兵庫3区で当選を果たし、通勤の人たちにあいさつする自民党の関芳弘氏=9日午前、神戸市垂水区神田町1(撮影・鈴木雅之)
兵庫3区で当選を果たし、通勤の人たちにあいさつする自民党の関芳弘氏=9日午前、神戸市垂水区神田町1(撮影・鈴木雅之)

 与党の連立組み替えや新党結成で政党の戦う構図が大きく変化した衆院選。投開票から一夜明けた9日午前、兵庫県内小選挙区の当選者は早速、駅前などで有権者らに勝利を報告した。単独で3分の2を超える議席を確保した自民党議員は有権者の負託に応える決意を新たに。議席を守った日本維新の会の議員は与党としての責任感を口にした。

 「無事勝てました。ありがとうございました」。兵庫3区で7選を決めた自民前職の関芳弘氏(60)は、神戸市垂水区のJR垂水駅前に立った。

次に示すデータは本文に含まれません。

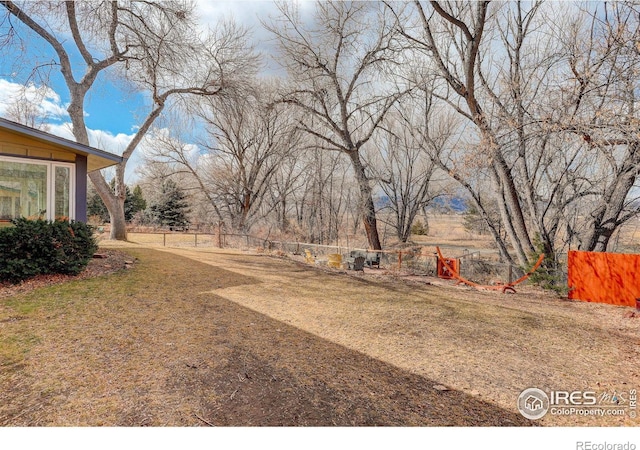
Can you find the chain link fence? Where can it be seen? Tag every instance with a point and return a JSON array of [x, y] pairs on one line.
[[481, 267]]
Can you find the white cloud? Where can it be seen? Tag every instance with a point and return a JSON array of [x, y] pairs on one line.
[[47, 103]]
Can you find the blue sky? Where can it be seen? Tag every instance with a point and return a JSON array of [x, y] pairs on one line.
[[111, 110]]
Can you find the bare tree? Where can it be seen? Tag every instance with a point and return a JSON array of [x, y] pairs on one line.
[[154, 47], [337, 66], [246, 140], [599, 107], [405, 165]]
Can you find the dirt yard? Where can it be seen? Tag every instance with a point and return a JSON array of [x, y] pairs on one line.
[[217, 337]]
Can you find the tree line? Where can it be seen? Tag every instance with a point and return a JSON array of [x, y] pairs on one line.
[[527, 109]]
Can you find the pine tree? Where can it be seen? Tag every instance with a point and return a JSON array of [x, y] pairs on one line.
[[172, 208], [133, 203]]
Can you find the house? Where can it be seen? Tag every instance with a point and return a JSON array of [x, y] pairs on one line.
[[43, 175]]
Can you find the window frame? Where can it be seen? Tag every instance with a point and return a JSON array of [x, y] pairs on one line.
[[51, 179]]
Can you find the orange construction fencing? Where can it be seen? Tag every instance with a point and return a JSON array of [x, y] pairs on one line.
[[612, 278]]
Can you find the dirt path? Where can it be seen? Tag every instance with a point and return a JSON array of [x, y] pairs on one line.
[[489, 346], [196, 337]]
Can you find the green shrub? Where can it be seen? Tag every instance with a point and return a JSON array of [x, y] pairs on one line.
[[35, 247]]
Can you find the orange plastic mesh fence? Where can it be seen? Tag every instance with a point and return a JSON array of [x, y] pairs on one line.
[[612, 278]]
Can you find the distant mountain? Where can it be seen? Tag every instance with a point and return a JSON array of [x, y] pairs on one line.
[[443, 204], [455, 204]]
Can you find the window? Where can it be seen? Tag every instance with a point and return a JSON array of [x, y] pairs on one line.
[[35, 189]]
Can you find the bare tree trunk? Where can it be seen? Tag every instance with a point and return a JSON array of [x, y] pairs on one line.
[[368, 207]]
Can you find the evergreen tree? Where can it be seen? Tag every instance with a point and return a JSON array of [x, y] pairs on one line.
[[133, 203], [172, 208]]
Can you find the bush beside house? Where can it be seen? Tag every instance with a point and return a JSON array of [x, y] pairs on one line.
[[36, 247]]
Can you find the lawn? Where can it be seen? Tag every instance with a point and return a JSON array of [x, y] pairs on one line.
[[214, 337]]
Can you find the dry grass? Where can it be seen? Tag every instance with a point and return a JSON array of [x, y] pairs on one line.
[[195, 336]]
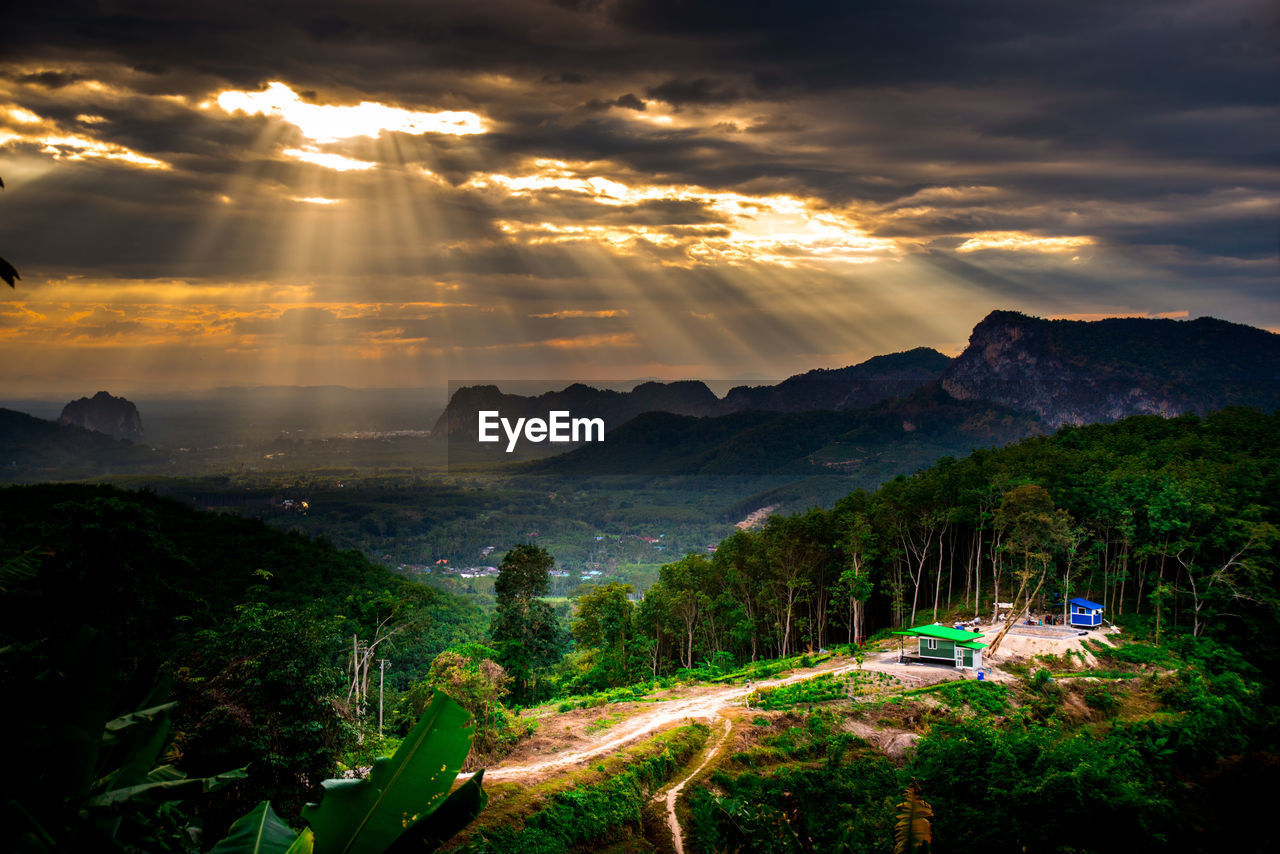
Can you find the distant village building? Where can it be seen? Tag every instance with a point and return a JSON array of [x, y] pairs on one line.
[[1084, 613], [944, 645]]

有権者に声をかけられ、柔らかい表情で手を振る姿もあった。

 自民は高市早苗首相の高支持率で勢いに乗り、全国で310議席以上を得る圧勝。兵庫県内でも、12選挙区のうち候補者を擁立した11選挙区全てを制した。

 兵庫3区は新党「中道改革連合」の候補者が不在で、前回選と同じ顔ぶれの4人が争った。関氏は公示後に高市首相の応援を受け、千人を超える聴衆が会場に詰めかけた。高市人気の追い風に乗り、持論の経済政策の訴えにも力を入れた。

 前回選から約1万6千票を上積みし、完勝した関氏。「高市首相の人気を感じた選挙戦だった。中堅として党全体に目を配り、若手議員への助言役なども務めていく」と決意を述べた。

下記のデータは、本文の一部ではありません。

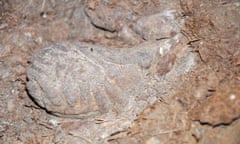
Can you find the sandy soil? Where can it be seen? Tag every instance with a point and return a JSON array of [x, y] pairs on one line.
[[202, 107]]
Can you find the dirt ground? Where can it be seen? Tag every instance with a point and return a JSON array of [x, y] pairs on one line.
[[203, 106]]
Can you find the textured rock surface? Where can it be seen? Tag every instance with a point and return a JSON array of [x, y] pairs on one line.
[[83, 80]]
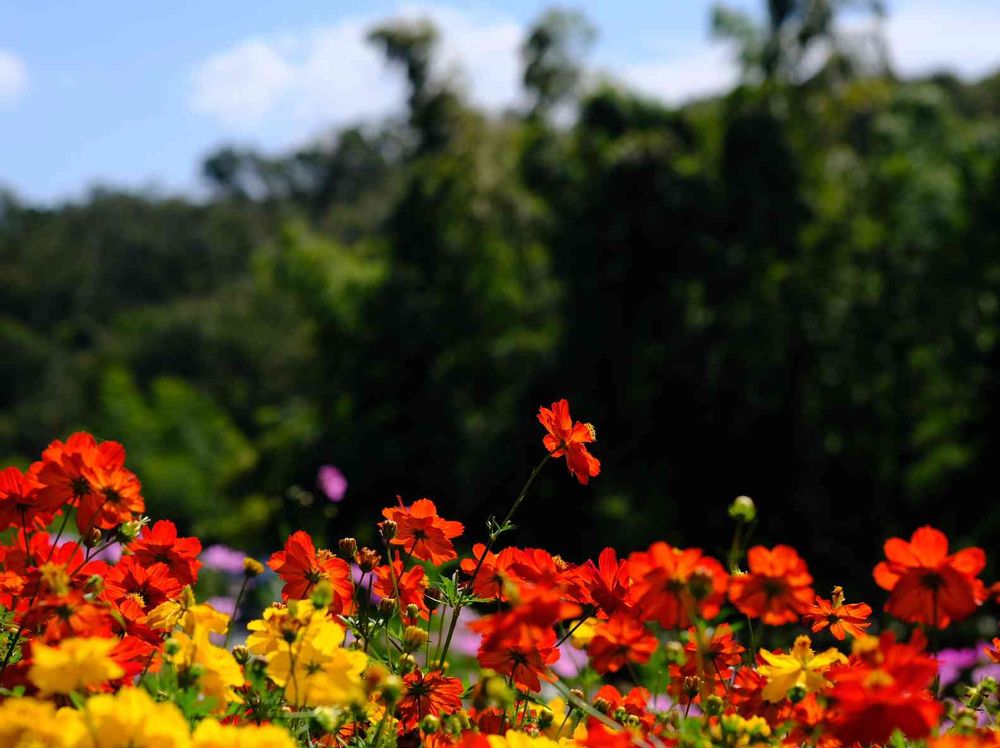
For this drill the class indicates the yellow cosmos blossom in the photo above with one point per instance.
(211, 734)
(131, 718)
(220, 673)
(517, 739)
(279, 627)
(74, 665)
(800, 667)
(318, 671)
(29, 723)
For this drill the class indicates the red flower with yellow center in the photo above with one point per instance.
(568, 439)
(422, 533)
(619, 641)
(842, 618)
(302, 567)
(670, 583)
(778, 587)
(927, 585)
(428, 693)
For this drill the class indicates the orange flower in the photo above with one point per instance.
(431, 693)
(422, 533)
(926, 585)
(851, 618)
(303, 567)
(668, 581)
(778, 587)
(883, 689)
(618, 641)
(568, 439)
(21, 501)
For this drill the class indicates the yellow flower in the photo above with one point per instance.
(29, 723)
(220, 673)
(517, 739)
(279, 627)
(211, 734)
(131, 718)
(74, 665)
(800, 667)
(584, 633)
(317, 670)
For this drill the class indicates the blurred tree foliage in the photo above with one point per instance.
(791, 291)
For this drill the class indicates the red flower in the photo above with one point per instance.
(620, 640)
(926, 585)
(568, 439)
(778, 587)
(160, 544)
(608, 583)
(302, 567)
(841, 617)
(881, 690)
(148, 587)
(431, 693)
(116, 494)
(407, 587)
(21, 502)
(422, 533)
(668, 581)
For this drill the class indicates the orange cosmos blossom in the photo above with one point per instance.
(927, 585)
(842, 618)
(618, 641)
(668, 581)
(777, 588)
(302, 567)
(568, 439)
(422, 533)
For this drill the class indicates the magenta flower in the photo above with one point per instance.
(332, 482)
(223, 558)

 兵庫2区を制した維新前職の阿部圭史氏(39)はJR兵庫駅など計3カ所で、「託してもらった政策を前に進める」と勝利を報告。有権者から「期待している」と声をかけられ、笑顔で握手を交わした。

 同区は公明党の連立離脱で戦いの構図が変わり、中道新人や自民県連推薦の無所属新人らと争った。来援した吉村洋文代表、藤田文武共同代表らに「連立政権を支える柱の一人」と評され、支持を拡大。前回選を約3万5千票上回る約8万3千票を得て、小選挙区で初めて勝利した。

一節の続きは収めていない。